Figure 4. Verification of tubular ER candidates in mammalian cells.

(A) HA-tagged HT008 was transfected into COS-7 cells. Localization was investigated using anti-HA antibodies (green) and compared to total ER protein (calreticulin, red) or ER protein sheets (climp63, red) by indirect immunofluorescence and confocal microscopy. Bottom: enlargements of the boxed regions. Scale bars = 20 μm. (B) HA-tagged HT008 was transfected into HeLa cells. Microsomes were isolated and immunoprecipitation performed with anti-REEP5 antibodies. The samples were analyzed by SDS/PAGE and immunoblotting (left). Quantitative results (right) were obtained based on the Western blot results and analyzed by Image J. The data are representative of at least three repetitions. CNX, calnexin. (C) As in (A), but with HA-NSDHL. (D) As in (B), but with HA-NSDHL.
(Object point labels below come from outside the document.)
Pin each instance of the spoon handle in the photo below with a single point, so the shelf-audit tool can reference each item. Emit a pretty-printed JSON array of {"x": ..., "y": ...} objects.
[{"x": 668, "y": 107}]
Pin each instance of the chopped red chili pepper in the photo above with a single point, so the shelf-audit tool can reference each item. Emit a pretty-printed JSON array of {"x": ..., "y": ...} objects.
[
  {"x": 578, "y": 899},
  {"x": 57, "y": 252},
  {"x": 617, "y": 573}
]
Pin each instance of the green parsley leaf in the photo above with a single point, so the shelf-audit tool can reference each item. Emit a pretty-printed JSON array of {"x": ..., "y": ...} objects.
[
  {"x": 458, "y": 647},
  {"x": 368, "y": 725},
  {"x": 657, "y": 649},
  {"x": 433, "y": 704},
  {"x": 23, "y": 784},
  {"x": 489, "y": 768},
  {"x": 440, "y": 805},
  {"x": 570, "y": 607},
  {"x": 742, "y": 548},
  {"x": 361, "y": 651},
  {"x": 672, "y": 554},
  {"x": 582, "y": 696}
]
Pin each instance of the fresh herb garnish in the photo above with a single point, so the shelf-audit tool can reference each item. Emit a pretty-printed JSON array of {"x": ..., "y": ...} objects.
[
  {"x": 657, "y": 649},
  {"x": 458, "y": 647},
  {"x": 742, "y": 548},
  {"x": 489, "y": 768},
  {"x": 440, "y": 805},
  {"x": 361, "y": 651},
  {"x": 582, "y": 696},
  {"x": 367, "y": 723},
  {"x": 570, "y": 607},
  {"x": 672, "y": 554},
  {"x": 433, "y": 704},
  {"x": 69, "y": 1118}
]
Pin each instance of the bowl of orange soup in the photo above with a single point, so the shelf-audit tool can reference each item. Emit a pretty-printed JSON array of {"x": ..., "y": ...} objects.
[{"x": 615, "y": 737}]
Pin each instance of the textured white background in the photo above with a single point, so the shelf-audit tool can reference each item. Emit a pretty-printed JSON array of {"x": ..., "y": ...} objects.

DOI: http://dx.doi.org/10.7554/eLife.23816.013

Figure 4—figure supplement 1. Verification of tubular ER candidates.

(A) Localization of endogenous total ER protein (calreticulin, green) and ER protein sheets (climp63, red) was determined by indirect immunofluorescence and confocal microscopy. Bottom: enlargements of the boxed regions. (B and C) HA-tagged proteins were expressed in COS-7 cells. Localization was measured using anti-HA antibodies (green) and compared to calreticulin (red) or climp63 (red). Scale bars = 20 μm. (D and E) Immunoprecipitated tubular ER fractions were analyzed by immunoblotting (top) and the signal intensity quantified (bottom). The data are representative of three repetitions. CNX, calnexin.

DOI: http://dx.doi.org/10.7554/eLife.23816.014

Figure 4—figure supplement 2. Cytosolic proteins associated with the ER.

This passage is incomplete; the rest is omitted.